AFFORDABLE HOUSING ADVOCATES OBJECT TO ENDEAVOR’S NEW PLAN FOR PLAZA SALTILLO
Affordability and compatibility top the list of concerns about proposed changes to Plaza Saltillo
On March 2nd, city leaders will decide the future of Plaza Saltillo. The 10.5-acre, mixed-use development is scheduled to break ground later this year. However, on February 16th, the city council voted down changes that the project’s developer, Endeavor, requested. Councilmember Leslie Poole is now trying to broker a compromise between Endeavor, local residents, and affordable housing advocates.
This project, which will cover eight city blocks, will run through the heart of East Austin, bisecting the largely residential area between East Sixth Street and Cesar Chavez. It will run from Interstate 35 to Saltillo Plaza, along the railroad tracks, on public lands held by Capital Metro.
In early February, in an unprecedented move, Endeavor went before city council and asked for sweeping changes to plans that had already been approved by Capital Metro in 2014, with input from the public and local civic leaders. The proposed changes include:
- Affordable housing rollbacks. Endeavor is now offering 141 affordable housing units instead of the 200 that were originally promised, in exchange for developing prime public lands.
- Height Increases. During the bidding process, Endeavor representatives publicly declared that the company would not request any zoning variances. Endeavor and Capital Metro now want to add a 125-foot office tower and have requested other increased heights throughout the project. Heights in the neighborhood plan are limited to 40 feet, but the Transit Oriented Development designation allows a 60-foot height limit. Seeking to find common ground, the East Cesar Chavez Neighborhood Plan Contact Team voted on February 16th to offer a compromise with Endeavor, which would allow an 80-foot limit for the proposed office tower.
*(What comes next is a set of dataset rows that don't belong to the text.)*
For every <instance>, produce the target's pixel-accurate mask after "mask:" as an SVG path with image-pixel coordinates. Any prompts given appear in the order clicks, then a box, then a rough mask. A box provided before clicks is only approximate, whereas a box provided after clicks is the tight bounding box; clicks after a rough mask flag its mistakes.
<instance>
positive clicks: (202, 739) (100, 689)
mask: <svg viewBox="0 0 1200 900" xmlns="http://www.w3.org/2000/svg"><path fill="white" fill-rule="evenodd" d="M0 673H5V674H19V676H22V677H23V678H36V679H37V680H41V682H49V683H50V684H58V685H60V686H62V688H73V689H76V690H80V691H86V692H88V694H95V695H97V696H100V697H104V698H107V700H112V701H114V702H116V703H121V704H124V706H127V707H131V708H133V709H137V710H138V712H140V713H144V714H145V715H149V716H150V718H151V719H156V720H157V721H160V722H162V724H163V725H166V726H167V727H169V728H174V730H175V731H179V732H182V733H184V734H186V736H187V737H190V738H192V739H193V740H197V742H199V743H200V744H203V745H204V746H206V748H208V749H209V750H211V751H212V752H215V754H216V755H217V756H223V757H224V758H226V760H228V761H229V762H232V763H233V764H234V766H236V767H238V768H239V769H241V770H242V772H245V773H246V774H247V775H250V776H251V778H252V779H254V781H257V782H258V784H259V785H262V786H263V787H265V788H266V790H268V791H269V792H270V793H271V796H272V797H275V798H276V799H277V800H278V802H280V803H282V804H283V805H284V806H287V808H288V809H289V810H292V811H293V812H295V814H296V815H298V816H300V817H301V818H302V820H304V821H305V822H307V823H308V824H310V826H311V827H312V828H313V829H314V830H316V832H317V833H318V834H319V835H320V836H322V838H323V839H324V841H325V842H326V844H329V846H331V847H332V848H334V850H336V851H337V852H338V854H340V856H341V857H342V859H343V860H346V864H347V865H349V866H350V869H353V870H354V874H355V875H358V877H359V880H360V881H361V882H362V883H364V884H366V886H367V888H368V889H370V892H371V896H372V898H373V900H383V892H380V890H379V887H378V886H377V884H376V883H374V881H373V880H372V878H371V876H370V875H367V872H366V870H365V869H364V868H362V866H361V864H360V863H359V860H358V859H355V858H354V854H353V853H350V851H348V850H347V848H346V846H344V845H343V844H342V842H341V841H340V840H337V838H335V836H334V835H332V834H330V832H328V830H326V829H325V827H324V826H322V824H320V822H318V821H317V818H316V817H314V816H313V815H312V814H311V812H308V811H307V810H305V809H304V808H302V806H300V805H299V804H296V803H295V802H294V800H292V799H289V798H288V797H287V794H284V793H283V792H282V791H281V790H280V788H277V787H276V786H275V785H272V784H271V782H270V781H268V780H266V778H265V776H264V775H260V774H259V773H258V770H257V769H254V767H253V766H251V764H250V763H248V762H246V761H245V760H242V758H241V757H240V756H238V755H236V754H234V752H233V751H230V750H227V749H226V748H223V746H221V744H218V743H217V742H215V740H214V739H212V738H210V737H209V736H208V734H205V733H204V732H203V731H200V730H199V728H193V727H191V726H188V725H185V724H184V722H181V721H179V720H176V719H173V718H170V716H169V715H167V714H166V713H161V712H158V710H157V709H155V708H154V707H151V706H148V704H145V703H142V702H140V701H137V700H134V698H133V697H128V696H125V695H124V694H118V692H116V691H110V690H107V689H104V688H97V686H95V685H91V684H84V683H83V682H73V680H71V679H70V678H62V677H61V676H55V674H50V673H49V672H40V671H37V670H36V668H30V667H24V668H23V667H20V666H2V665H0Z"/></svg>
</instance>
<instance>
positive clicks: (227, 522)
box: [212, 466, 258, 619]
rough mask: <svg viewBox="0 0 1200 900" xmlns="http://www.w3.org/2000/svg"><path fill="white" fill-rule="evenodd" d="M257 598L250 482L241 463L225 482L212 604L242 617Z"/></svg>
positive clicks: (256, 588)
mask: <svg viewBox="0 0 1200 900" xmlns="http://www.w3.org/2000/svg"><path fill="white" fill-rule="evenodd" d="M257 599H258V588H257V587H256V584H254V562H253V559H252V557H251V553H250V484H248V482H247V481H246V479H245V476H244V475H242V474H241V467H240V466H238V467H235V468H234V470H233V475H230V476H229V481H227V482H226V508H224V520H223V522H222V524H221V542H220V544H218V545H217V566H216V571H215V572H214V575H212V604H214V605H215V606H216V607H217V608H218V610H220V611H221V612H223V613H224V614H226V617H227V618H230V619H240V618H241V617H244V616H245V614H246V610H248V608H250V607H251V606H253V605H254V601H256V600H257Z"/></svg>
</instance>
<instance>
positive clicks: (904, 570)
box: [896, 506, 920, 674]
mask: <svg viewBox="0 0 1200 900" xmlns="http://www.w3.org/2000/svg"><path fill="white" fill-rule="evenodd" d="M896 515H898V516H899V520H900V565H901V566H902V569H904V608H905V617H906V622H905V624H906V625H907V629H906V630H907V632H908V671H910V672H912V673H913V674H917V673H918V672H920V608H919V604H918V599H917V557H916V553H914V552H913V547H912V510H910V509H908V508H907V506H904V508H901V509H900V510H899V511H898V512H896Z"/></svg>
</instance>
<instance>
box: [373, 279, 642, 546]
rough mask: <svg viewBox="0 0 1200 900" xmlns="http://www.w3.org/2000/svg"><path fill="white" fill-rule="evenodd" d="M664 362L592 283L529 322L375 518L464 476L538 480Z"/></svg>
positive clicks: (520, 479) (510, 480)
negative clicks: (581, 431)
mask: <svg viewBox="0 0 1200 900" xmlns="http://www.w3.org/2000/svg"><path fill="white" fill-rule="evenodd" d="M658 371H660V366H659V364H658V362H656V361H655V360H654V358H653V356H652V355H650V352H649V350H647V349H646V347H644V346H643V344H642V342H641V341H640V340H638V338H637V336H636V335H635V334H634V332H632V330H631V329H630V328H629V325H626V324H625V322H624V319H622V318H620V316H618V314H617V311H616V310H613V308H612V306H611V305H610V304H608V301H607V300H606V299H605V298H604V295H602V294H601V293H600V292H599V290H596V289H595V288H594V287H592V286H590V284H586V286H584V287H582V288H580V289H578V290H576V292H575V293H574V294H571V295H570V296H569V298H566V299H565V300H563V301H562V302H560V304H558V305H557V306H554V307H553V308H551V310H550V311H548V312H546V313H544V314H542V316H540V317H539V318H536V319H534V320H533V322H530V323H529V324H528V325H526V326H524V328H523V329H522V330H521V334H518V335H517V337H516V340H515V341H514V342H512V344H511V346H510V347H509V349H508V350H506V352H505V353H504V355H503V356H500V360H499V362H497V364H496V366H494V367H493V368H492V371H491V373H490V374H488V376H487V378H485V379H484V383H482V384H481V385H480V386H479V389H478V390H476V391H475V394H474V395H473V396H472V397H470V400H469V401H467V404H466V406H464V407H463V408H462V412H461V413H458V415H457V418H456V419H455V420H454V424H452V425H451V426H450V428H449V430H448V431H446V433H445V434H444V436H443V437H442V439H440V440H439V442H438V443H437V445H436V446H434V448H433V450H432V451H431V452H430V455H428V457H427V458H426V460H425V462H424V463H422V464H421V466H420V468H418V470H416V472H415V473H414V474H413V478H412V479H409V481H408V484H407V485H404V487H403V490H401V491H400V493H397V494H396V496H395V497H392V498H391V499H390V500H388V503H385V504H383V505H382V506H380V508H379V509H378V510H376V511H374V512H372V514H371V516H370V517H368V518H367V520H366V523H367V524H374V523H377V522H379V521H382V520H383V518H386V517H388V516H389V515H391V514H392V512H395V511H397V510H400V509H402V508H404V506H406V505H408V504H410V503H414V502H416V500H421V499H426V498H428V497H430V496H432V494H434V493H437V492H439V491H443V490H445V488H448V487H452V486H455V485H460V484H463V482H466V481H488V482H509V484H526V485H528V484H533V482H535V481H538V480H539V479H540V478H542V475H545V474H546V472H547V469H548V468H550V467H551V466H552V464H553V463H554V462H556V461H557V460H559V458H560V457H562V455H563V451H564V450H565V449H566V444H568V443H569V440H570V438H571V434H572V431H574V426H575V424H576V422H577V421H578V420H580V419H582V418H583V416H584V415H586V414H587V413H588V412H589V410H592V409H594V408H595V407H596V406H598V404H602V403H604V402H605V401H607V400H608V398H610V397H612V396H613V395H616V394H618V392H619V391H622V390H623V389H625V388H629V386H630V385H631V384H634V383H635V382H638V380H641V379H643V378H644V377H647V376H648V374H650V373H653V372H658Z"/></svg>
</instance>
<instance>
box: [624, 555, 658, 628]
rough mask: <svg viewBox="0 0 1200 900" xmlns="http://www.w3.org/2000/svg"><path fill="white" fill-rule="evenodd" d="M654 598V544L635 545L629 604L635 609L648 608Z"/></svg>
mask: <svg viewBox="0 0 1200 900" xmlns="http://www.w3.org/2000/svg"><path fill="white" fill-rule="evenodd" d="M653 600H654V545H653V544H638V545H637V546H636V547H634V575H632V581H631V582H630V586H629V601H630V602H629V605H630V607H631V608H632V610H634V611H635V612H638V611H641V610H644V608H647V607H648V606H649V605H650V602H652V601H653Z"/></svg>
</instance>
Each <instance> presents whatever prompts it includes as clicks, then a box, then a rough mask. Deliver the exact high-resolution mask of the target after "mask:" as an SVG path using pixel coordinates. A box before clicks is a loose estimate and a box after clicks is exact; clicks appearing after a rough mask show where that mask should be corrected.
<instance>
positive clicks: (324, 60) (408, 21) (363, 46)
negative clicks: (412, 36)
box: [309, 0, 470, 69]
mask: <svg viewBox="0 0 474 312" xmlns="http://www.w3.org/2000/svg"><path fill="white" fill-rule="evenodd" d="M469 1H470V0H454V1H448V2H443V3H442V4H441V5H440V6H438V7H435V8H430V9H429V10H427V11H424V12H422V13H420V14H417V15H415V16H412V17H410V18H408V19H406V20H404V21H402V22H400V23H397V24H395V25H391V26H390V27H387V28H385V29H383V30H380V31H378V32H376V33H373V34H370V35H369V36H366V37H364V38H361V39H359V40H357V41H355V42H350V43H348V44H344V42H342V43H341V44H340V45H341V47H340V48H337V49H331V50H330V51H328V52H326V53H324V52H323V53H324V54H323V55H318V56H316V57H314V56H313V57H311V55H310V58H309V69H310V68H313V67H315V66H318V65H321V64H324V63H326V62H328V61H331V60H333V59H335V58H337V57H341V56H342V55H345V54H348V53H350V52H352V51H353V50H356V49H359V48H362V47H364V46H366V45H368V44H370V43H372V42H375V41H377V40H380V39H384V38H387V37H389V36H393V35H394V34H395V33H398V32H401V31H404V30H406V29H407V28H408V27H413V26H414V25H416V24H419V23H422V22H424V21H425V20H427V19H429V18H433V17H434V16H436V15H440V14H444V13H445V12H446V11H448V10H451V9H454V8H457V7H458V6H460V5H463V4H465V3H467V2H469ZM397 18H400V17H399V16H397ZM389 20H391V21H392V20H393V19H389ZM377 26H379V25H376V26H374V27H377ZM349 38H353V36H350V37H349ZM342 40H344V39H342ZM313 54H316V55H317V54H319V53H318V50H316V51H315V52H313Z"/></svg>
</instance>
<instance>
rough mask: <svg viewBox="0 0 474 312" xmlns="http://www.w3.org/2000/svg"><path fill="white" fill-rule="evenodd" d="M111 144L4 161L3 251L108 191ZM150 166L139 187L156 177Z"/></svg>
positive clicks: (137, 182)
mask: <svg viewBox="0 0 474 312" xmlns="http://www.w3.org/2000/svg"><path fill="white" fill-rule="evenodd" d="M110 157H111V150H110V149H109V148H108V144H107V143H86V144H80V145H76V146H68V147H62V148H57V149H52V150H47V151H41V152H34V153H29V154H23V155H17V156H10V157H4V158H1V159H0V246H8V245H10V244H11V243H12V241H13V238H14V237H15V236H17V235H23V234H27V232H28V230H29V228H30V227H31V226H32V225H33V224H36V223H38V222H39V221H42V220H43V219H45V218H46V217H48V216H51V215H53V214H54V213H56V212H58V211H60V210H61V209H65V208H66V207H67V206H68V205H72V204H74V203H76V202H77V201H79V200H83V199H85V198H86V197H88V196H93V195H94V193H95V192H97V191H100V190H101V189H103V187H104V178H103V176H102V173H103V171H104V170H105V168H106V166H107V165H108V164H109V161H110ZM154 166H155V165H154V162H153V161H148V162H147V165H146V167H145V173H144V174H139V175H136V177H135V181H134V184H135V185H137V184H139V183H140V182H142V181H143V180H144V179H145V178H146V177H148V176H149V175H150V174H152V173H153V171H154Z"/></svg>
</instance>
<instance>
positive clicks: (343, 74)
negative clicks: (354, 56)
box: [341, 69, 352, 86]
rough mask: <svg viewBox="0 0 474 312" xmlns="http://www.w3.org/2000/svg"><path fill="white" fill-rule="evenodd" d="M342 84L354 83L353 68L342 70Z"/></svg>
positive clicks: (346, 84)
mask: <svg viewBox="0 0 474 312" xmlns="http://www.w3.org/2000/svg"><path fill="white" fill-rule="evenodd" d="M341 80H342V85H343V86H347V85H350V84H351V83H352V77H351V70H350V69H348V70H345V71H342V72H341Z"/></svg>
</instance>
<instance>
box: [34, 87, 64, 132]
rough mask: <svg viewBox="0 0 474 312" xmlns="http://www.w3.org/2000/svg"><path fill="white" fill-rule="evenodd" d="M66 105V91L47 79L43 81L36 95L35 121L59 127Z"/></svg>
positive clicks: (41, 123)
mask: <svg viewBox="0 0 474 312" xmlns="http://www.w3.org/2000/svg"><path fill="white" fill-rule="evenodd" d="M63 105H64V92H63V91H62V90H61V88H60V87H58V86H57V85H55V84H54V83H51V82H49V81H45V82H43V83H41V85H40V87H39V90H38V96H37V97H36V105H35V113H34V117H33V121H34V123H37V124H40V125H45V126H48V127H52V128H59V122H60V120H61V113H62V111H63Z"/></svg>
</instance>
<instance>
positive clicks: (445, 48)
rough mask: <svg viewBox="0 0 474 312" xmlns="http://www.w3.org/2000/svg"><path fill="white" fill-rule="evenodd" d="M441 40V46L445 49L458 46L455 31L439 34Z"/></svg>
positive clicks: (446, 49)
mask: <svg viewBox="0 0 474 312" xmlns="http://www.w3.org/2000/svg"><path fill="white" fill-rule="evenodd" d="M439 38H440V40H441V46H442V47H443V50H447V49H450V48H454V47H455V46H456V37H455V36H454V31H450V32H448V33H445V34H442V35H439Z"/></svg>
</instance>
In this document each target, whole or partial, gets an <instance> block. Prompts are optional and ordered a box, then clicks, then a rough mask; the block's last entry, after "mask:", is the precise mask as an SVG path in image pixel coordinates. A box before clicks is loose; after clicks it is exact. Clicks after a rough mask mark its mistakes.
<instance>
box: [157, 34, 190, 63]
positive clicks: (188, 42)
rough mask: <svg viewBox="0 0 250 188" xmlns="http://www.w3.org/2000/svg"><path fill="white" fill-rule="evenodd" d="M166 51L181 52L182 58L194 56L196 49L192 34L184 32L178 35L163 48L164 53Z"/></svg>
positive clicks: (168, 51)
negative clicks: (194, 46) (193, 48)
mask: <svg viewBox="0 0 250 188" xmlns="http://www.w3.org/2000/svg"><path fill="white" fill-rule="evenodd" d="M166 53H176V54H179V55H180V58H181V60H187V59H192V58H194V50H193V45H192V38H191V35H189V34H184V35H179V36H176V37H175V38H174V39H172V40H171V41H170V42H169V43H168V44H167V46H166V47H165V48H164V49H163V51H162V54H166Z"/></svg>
- Twice the density. The density of the proposed project has increased from 112,500 square feet to 259,000 square feet. With some local roads already well over capacity, neighbors question the wisdom of the additional 18,000+ vehicular trips per day that are projected.
- Lack of family units. In the new plan proposed by Endeavor and Capital Metro, most living spaces are one-bedroom units rather than larger family units. Affordable housing advocates are asking the developers to provide more family-friendly housing to retain the family-oriented character of the neighborhood and to help keep neighborhood school enrollment viable.
Jim Duncan, an Austin-based city planning consultant and former Austin Land Development Services director, voiced concerns about how the plan has morphed since it was selected. Speaking before the city council, he said the project had become “revenue-driven versus neighborhood-driven.”
Affordable housing advocates, community members, and the East Cesar Chavez Neighborhood Plan Contact Team all say that Endeavor’s original promise of 200 affordable units is vital to helping offset local residents’ displacement due to rapid, unprecedented growth. They are also deeply concerned that the 125-foot office tower and the resultant traffic are not compatible with the neighborhood.